Wilson v. Derrwaldt

Mb. Justice Adams

delivered the opinion of the court.

The sole contention of appellant is that the court erred in dismissing the bill while a demurrer was pending. The difficulty with this contention is, that the demurrer was not pending.

Appellee, by moving for leave to withdraw his demurrer and file an answer, which leave ivas granted, waived his demurrer and submitted to answer. Thereafter, the demurrer was not pending. This being the sole contention argued by appellant’s counsel, all other objections may be deemed waived. Keyes v. Kimmel, 186 Ill. 109; Gordon v. Commissioners, etc., 169 Ib. 510; Interstate B’g, etc., Ass’n, v. Ayres, 71 Ill. App. 529, 541.

The bill, however, was properly dismissed. Ho default had been taken and it was a matter resting in the discretion of the court, whether the court would require evidence in support of the bill. Valkenburg v. Trustees, etc., 66 Ill. 103; Hoffman v. Schoyer, 143 Ib. 598, 621.

It appears from the certificate which appellant has brought up that there was an agreement between the solicitors for the parties, acceded to by the court, that there should be a hearing on the bill on evidence to be produced. When the cause was called for hearing, appellant produced no evidence.

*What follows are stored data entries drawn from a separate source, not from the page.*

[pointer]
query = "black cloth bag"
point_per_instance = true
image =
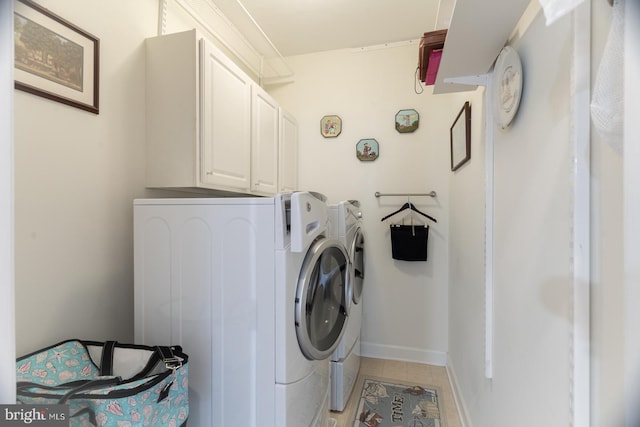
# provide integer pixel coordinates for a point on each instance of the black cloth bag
(409, 242)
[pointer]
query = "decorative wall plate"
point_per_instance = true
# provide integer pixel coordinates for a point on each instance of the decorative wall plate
(367, 149)
(407, 121)
(507, 86)
(330, 126)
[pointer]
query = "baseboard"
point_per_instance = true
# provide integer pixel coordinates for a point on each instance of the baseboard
(405, 354)
(457, 395)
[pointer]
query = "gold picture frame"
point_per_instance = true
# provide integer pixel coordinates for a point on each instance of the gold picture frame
(55, 59)
(461, 137)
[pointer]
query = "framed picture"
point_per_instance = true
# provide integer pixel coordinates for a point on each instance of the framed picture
(330, 126)
(367, 149)
(54, 58)
(461, 137)
(407, 121)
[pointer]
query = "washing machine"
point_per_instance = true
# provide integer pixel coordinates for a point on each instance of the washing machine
(256, 294)
(346, 225)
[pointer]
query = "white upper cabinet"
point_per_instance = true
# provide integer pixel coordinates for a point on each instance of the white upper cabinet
(288, 153)
(264, 143)
(209, 125)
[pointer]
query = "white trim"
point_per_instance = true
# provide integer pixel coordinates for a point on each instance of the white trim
(7, 269)
(405, 354)
(631, 193)
(488, 229)
(580, 340)
(486, 80)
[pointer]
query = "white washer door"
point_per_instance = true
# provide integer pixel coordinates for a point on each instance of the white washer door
(322, 298)
(357, 258)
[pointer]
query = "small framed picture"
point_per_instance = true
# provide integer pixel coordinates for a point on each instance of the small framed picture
(407, 121)
(330, 126)
(461, 137)
(367, 149)
(54, 58)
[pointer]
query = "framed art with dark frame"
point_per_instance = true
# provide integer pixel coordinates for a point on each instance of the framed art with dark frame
(461, 137)
(55, 59)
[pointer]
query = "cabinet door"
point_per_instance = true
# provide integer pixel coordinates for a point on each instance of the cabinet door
(264, 143)
(225, 121)
(288, 153)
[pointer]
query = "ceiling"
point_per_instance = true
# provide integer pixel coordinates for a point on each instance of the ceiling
(297, 27)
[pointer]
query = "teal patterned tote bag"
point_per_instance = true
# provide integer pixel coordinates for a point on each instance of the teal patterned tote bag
(108, 384)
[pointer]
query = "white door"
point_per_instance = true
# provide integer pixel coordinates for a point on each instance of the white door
(288, 153)
(226, 121)
(264, 143)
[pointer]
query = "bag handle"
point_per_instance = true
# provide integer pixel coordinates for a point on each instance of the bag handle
(106, 360)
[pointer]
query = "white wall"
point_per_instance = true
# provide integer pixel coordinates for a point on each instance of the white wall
(532, 254)
(607, 316)
(405, 308)
(7, 288)
(76, 174)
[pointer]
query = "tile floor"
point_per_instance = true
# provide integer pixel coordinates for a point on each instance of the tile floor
(411, 373)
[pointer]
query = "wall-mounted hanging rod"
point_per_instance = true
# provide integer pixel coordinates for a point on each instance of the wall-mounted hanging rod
(429, 194)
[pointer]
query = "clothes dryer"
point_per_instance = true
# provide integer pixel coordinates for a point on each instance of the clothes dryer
(254, 292)
(346, 225)
(311, 313)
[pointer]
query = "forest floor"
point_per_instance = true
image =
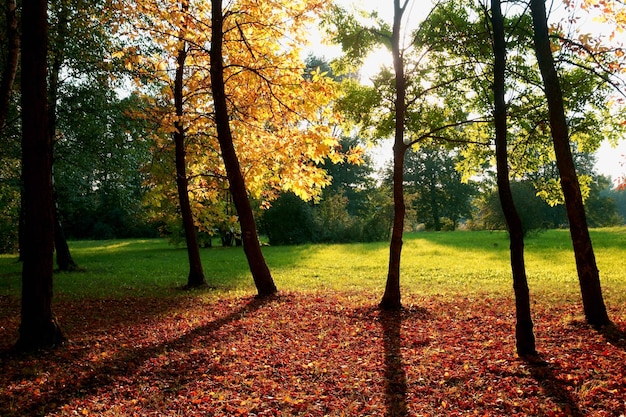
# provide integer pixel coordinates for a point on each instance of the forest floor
(312, 354)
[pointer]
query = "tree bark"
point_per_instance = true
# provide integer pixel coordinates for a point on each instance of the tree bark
(196, 273)
(38, 328)
(392, 298)
(258, 267)
(65, 262)
(10, 66)
(525, 338)
(588, 274)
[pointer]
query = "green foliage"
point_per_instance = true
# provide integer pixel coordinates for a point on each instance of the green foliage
(439, 196)
(448, 263)
(288, 221)
(536, 214)
(99, 157)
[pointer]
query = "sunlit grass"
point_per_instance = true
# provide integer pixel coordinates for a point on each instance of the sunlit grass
(447, 263)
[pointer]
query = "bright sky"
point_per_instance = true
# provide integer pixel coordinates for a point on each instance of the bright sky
(611, 160)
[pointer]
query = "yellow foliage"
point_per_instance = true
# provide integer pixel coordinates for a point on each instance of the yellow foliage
(282, 123)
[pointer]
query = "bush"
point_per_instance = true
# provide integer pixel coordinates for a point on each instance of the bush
(289, 221)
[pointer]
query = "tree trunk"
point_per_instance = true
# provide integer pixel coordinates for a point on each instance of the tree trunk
(588, 274)
(196, 273)
(65, 262)
(10, 65)
(525, 338)
(391, 298)
(251, 246)
(38, 328)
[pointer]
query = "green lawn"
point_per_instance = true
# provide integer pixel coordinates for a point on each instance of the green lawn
(139, 346)
(432, 263)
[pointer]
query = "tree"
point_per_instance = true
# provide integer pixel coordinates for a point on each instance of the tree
(258, 267)
(588, 274)
(196, 274)
(391, 298)
(525, 338)
(65, 262)
(11, 60)
(437, 186)
(38, 328)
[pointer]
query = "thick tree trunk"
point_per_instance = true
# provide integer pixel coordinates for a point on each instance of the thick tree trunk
(196, 273)
(525, 338)
(588, 274)
(65, 262)
(10, 65)
(391, 298)
(251, 246)
(38, 328)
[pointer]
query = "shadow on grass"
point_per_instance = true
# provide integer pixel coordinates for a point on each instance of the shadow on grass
(126, 362)
(395, 376)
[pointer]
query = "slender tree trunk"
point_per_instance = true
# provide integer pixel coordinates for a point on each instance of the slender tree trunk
(391, 298)
(588, 274)
(525, 338)
(65, 262)
(196, 273)
(10, 65)
(38, 328)
(251, 246)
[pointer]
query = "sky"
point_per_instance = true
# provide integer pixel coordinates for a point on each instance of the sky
(611, 161)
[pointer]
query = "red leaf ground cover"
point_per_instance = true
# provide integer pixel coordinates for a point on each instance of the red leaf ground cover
(312, 355)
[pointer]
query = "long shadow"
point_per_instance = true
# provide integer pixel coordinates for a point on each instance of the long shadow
(614, 335)
(128, 361)
(554, 388)
(395, 376)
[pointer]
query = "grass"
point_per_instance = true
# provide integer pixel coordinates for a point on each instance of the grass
(432, 263)
(138, 346)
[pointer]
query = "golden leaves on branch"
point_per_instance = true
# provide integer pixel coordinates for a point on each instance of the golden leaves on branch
(282, 123)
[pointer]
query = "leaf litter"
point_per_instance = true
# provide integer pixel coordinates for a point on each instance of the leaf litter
(313, 354)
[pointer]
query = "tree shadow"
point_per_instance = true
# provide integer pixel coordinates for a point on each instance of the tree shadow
(554, 388)
(613, 335)
(395, 376)
(128, 361)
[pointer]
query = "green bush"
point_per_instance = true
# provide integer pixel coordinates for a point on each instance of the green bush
(289, 221)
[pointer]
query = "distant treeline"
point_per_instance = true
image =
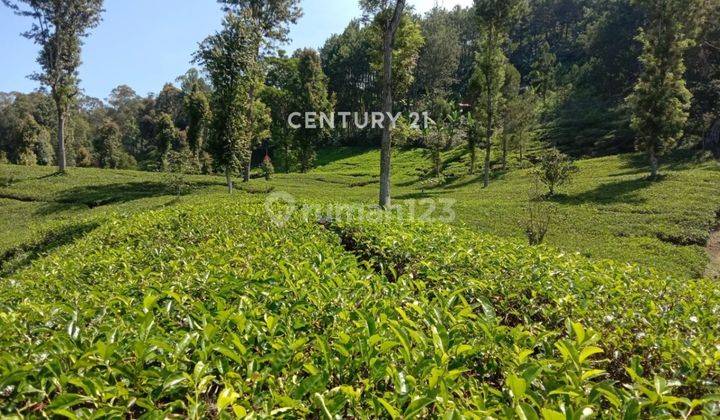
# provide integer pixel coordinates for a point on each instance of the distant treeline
(579, 58)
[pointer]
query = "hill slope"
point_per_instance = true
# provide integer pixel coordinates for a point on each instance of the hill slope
(610, 211)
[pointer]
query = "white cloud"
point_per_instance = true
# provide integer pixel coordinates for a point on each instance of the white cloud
(423, 6)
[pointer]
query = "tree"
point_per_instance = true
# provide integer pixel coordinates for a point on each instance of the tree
(33, 143)
(166, 135)
(59, 27)
(555, 170)
(229, 57)
(520, 121)
(108, 145)
(270, 19)
(496, 17)
(279, 93)
(311, 97)
(197, 110)
(544, 70)
(439, 57)
(660, 101)
(392, 11)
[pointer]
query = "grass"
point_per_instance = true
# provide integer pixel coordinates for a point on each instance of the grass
(211, 310)
(610, 211)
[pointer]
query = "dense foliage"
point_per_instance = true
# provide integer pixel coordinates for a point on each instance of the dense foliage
(578, 60)
(213, 310)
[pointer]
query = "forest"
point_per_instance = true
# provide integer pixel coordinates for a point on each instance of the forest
(566, 72)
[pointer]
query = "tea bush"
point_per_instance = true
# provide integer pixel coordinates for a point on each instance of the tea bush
(215, 311)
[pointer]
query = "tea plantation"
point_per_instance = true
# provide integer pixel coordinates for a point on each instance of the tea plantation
(120, 299)
(214, 310)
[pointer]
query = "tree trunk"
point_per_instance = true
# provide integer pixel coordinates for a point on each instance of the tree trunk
(386, 143)
(62, 163)
(490, 110)
(246, 170)
(504, 158)
(486, 167)
(653, 164)
(228, 178)
(473, 158)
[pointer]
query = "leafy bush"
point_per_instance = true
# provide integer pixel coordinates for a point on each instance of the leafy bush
(538, 217)
(215, 311)
(555, 170)
(267, 168)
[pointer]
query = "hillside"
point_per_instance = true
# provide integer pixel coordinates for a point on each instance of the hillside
(205, 309)
(610, 211)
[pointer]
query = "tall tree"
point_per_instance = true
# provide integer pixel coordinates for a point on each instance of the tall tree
(660, 102)
(229, 57)
(392, 12)
(311, 97)
(108, 145)
(270, 19)
(279, 93)
(59, 27)
(496, 18)
(197, 110)
(440, 55)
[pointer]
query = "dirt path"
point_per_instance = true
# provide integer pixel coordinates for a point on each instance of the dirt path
(713, 250)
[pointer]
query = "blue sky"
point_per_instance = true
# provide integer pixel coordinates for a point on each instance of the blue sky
(146, 43)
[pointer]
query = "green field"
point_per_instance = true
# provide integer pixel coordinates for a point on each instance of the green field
(610, 211)
(119, 298)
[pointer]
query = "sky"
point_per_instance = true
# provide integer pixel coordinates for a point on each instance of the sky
(147, 43)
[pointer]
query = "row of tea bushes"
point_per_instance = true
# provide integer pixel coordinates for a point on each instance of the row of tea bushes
(215, 311)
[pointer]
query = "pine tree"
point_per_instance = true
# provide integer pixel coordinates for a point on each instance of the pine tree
(660, 101)
(496, 17)
(312, 97)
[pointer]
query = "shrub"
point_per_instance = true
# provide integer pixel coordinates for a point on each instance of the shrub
(267, 168)
(538, 217)
(213, 311)
(555, 170)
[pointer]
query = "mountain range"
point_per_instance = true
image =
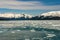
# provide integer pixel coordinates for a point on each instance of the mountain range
(53, 15)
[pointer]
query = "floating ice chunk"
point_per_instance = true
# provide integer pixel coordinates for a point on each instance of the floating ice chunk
(32, 30)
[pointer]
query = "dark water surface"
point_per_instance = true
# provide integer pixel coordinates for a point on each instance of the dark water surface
(30, 30)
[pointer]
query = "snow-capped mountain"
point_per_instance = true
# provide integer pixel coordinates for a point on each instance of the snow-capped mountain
(52, 13)
(14, 15)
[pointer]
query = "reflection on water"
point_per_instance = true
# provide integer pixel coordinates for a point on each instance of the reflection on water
(30, 30)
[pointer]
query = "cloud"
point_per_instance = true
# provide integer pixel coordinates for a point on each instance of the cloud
(27, 5)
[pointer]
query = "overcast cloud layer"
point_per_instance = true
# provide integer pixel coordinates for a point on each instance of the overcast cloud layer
(27, 5)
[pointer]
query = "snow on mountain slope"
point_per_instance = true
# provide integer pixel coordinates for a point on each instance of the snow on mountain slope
(52, 13)
(11, 15)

The bill is fatally defective. It avers a judgment recovered before a justice June 5, 1900, and that September 1,1894, appellee conveyed to Wilhelmine Derrwaldt, by warranty deed, the premises described in the bill; that Wilhelmine Derrwaldt is dead; that said pretended conveyance was not real, but a fiction and device to enable appellee to hold and enjoy said premises free and clear from any claim or lien of his creditors. Who Wilhelmine Derrwaldt was, or what relation, if any, she bore to appellee, is not disclosed; neither is it averred who her heirs are.

It is not averred that there was not a good or valid consideration for the conveyance to Wilhelmine, nor that appellee had amr creditor at the time of the conveyance. ' The allegation that the conveyance was not real, but a mere fiction and device, is a mere conclusion of the pleader. Ho facts are averred from which such conclusion can be deduced. As between appellee and Wilhelmine, the conveyance was effective to convey the title, and she having died, her heirs were necessary parties. If there was a valid consideration for the conveyance, which the bill does not deny, the conveyance was valid as against all the world; or, if appellee was not in debt at the time of the conveyance, and it is not averred that he was, the conveyance was valid. The bill was properly dismissed. Howell v. Foster, 122 Ill. 276; Atkins v. Billings, 72 Ib. 597.

A bill may be dismissed for want of equity appearing on the face of the bill, at the hearing. Chicago Pub. Stock Exchange v. McClaughry, 148 Ill. 372, 382.

In the present case the bill being fatally defective, and also the appellant omitting to produce any evidence in support of it when required so to do, and no motion having been made for leave to amend it, the court did not err in dismissing it. The decree will be affirmed.